– А если он не назначил сменщика…

– Становится ясно, почему никто до сих пор не заметил стабильный кошмар, – закончил ее мысль Художник. – Почему этот кошмар свободно шастает по улицам. Большинство художников на дежурстве обходят только окраинное кольцо, потому что кошмары не могут его миновать, пытаясь проникнуть в центр города. Если этот кошмар каждый раз входит через мой участок, то его некому остановить.

Пугающая мысль.

Художник поманил Юми в переулок, но ей никак не удавалось разглядеть второй след.

– Никаро? – осторожно шепнула она на ходу. – Почему бригадир считает, что ты отлыниваешь от работы? Почему всем кажется, что ты обманываешь?

Художник потупил взгляд. Юми захотелось пожурить его, настоять, чтобы немедленно объяснился. Его реакция явно свидетельствовала о вине.

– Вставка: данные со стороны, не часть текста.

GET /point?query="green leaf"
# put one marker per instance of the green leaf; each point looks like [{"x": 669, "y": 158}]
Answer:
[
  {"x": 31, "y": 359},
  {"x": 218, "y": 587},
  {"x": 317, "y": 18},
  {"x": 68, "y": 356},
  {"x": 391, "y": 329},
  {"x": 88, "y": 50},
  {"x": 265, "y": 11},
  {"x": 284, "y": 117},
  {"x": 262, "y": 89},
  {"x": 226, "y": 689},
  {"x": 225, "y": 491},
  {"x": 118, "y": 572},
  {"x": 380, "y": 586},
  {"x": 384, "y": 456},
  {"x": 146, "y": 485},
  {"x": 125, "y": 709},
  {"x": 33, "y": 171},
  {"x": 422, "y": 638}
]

Когда с ней так обращалась Лиюнь, это срабатывало. С ним – нет.

Впрочем, срабатывало ли это с ней? Постоянные требования, обвинения, порицания… Юми помнила утомительные дни, когда ей хотелось услышать хотя бы одно доброе слово, почувствовать хоть каплю снисхождения.

Выбор. У нее был выбор.

«Ты не обязана, как она, – подумала она. – Совсем не обязана».

Такие мысли были для Юми в новинку, и сжиться с ними оказалось труднее, чем она ожидала. Но все равно решила высказаться. Подобрать такие слова, какие ей всегда хотелось услышать самой.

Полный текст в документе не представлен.